EDIT #3: Trying to get this to save properly, I went into the elevation editor and set the contrast to zero. Closing the elevation editor, the track reverted to the right hand image shown above. Maybe some sort of elevation data discrepancy?
EDIT #4: I finally thought I completed the track. But looking it over, I see that one of my earliest control points disappeared between my 7th and 8th save files. And I wasn't editing anything nearby at all at that time. I don't understand what is going on. Maybe if I continue from the 7th save file, before any errors appeared, I'll be able to save successfully?
Double-clicking to append a new control point doesn't work very well. Sometimes I have to do it a bunch of times before it works. Then, sometimes I end up with more than one point there. Also, a few times I've ended up with branching roads, where two different sections branch from a single control point. Double-clicking to delete a control point always works the first time.

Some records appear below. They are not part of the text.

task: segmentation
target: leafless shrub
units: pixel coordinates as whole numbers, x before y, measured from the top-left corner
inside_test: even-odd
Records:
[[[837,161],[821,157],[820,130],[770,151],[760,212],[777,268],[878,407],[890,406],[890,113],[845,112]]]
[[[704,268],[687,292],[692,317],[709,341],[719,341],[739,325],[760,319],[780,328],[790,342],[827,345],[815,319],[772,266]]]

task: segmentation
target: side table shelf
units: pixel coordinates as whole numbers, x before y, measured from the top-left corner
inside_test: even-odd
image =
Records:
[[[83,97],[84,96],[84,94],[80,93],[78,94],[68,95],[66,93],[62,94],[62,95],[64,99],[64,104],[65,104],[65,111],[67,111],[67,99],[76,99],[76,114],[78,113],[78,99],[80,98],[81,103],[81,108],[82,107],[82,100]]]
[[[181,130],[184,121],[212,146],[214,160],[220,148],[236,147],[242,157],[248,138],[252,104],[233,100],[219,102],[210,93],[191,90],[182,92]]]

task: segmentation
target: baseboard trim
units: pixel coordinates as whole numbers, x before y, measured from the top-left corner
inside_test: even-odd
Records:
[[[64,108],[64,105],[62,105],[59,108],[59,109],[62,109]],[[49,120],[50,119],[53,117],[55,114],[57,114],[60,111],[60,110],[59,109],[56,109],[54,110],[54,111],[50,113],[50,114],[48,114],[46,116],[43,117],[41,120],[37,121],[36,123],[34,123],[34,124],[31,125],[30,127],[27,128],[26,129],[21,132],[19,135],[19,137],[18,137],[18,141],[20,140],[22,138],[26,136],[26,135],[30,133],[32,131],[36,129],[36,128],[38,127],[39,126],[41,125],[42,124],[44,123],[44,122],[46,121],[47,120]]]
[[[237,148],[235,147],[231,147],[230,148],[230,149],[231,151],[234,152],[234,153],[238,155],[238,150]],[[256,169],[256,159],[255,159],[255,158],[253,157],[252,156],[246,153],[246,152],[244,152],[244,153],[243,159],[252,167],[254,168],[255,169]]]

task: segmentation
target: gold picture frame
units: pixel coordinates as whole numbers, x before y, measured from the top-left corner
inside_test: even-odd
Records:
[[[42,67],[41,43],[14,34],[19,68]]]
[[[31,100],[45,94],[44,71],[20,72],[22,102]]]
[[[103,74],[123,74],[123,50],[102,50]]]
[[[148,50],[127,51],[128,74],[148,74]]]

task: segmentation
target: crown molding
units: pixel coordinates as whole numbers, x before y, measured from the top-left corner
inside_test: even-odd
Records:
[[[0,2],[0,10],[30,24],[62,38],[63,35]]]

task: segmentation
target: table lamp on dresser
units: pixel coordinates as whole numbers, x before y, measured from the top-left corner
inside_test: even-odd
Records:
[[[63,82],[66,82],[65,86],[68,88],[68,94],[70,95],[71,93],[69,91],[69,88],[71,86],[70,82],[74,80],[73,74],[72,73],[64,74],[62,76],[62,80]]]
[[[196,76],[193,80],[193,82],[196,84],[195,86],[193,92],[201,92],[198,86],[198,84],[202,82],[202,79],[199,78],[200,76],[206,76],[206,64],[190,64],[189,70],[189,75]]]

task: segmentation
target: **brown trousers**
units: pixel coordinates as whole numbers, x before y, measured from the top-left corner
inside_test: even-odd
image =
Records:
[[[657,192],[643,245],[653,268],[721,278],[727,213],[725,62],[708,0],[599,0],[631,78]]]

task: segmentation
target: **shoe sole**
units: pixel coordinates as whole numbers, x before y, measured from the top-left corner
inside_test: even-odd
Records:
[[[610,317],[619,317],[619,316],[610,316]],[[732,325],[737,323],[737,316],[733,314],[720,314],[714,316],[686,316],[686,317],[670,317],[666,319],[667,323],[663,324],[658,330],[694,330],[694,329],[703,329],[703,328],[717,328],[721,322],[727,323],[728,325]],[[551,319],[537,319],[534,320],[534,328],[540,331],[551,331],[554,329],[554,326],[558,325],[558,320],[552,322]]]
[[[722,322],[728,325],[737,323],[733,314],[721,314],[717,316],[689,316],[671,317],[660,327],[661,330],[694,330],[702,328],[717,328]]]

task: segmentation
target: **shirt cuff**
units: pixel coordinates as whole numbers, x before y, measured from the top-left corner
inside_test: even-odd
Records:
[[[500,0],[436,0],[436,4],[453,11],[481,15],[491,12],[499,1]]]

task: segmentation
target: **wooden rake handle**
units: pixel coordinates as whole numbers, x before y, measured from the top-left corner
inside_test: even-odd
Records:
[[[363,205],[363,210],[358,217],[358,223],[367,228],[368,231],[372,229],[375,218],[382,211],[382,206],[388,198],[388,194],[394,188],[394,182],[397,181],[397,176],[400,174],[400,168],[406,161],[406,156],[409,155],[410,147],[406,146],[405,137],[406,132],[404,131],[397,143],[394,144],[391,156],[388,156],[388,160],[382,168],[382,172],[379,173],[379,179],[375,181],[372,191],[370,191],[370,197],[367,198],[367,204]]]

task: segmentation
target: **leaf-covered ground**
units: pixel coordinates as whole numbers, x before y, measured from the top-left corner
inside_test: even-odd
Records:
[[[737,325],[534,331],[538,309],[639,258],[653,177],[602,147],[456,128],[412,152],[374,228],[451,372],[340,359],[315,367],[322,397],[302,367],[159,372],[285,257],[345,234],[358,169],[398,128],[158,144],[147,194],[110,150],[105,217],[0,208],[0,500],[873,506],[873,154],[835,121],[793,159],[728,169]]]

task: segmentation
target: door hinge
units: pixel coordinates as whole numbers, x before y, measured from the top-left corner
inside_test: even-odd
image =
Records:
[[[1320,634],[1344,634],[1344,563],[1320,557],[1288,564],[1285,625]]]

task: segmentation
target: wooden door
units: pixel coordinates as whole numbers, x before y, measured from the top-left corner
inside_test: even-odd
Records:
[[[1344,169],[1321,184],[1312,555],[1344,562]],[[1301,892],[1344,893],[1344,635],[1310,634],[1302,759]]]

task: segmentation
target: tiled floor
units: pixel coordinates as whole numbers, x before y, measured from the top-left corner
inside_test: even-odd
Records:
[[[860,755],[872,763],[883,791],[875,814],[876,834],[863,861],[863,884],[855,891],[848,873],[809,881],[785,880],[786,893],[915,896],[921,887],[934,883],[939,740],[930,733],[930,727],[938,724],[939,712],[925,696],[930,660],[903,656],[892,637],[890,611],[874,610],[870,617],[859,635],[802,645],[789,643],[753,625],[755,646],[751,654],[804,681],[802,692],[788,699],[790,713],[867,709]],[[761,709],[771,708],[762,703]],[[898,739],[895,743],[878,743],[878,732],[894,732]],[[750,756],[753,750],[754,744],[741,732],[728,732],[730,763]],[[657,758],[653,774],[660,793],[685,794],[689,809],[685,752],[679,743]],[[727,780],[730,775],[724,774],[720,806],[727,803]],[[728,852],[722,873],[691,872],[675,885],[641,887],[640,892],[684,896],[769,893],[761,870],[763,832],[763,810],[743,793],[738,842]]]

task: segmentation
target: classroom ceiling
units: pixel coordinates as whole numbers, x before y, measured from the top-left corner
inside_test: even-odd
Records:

When using the TED EDITOR, what does it do with ROAD and DECORATION data from ted files that already has them? Does it delete them, scale them, or leave them untouched?
ELEVATION EDITOR
That is actually an intended feature, because the first and the last height points should be the same on a circuit, so when you edit the first one you will also edit the last one.
Unfortunately this doesn't apply to all the editing tools, so you can end up with the two height points having different values. I have to think of a good way to fix this.
I think a simple fix would be to put a button on the editor that lets you "equalize" the first and last points. I'd say have it move the last point to be equal to the first point.
The vertical scale on the graph does not indicate the actual elevation for me, but some sort of 'relative' elevation instead. If I raise my track from 0m to 300m, save it, then reload it, it shows the elevation as 0m again, even though looking at the hex code, the elevations actually are at 300m. Maybe this is an intended feature I'm not aware of?
I wanted to import a height map onto a closed circuit track, using the stretch method to compensate for differences in scale between my designed track and my height map data (VERY awesome feature by the way). When I loaded it in, it also needed to be offset by a certain x value, let's say 50m. When doing this, I expected the end of the height data to wrap around to the beginning to fill in the 50m, but that didn't happen. I had a 50m flat spot. When using stretch or scale, I really think the height data needs to wrap around when using an x offset.